The world’s 10th largest economy won’t reach full output until the second half of next year, compared with an April prediction for the first half of 2013, the Ottawa-based central bank said. The Bank of Canada said in its monetary policy report July 18 that consumers and business investment will lead modest economic growth through 2014, while weaker global demand curbs exports. Canada derives about half its export revenue from raw materials.
“While global headwinds are restraining Canadian economic activity, domestic factors are expected to support moderate growth,” policy makers said in a statement. “Some modest withdrawal of the present considerable monetary policy stimulus may become appropriate.”
Fed Chairman Ben S. Bernanke told Congress this week the U.S. central bank is ready to take more steps to boost the economy, if necessary. The Fed bought $2.3 trillion of mortgage and Treasury debt from 2008 to 2011 in two rounds of quantitative easing, seeking to cap borrowing costs.
Canada’s consumer price index climbed 1.5 percent in June from a year ago, Statistics Canada said today in Ottawa, compared with a forecast for a 1.7 percent increase in a Bloomberg News survey of economists. The core inflation rate, which excludes eight volatile products, increased 2 percent after a May gain of 1.8 percent. Economists surveyed by Bloomberg forecast the June core rate would increase 2.3 percent.
On a monthly basis, both the total and core price indexes fell 0.4 percent in June. Economists surveyed by Bloomberg predicted consumer prices would fall of 0.2 percent in the month and the core index would decline 0.1 percent.
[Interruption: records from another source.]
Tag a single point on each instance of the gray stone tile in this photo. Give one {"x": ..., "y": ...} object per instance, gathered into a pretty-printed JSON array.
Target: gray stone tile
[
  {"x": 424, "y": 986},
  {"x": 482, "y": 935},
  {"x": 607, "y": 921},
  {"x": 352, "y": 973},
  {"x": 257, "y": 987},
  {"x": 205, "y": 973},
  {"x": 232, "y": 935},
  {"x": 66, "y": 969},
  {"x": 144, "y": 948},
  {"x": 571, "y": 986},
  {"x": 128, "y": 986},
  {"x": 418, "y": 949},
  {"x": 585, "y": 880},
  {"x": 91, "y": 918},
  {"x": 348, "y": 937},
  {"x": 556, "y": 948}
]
“Risk sentiment was already weak and this CPI data has put a damper on the Canadian-dollar bulls,” Steve Butler, managing director in Toronto at Scotiabank, said by e-mail. “The market was leaning on CPI coming in slightly higher than expectations.”
Retail sales are forecast to have increased 0.5 percent in May after a 0.5 percent drop in April, according to the median estimate of 17 economists surveyed by Bloomberg News before the Statistics Canada report in Ottawa.
The loonie will end the year at C$1.02 per U.S. dollar, according to median estimate of 44 forecasters surveyed by Bloomberg News.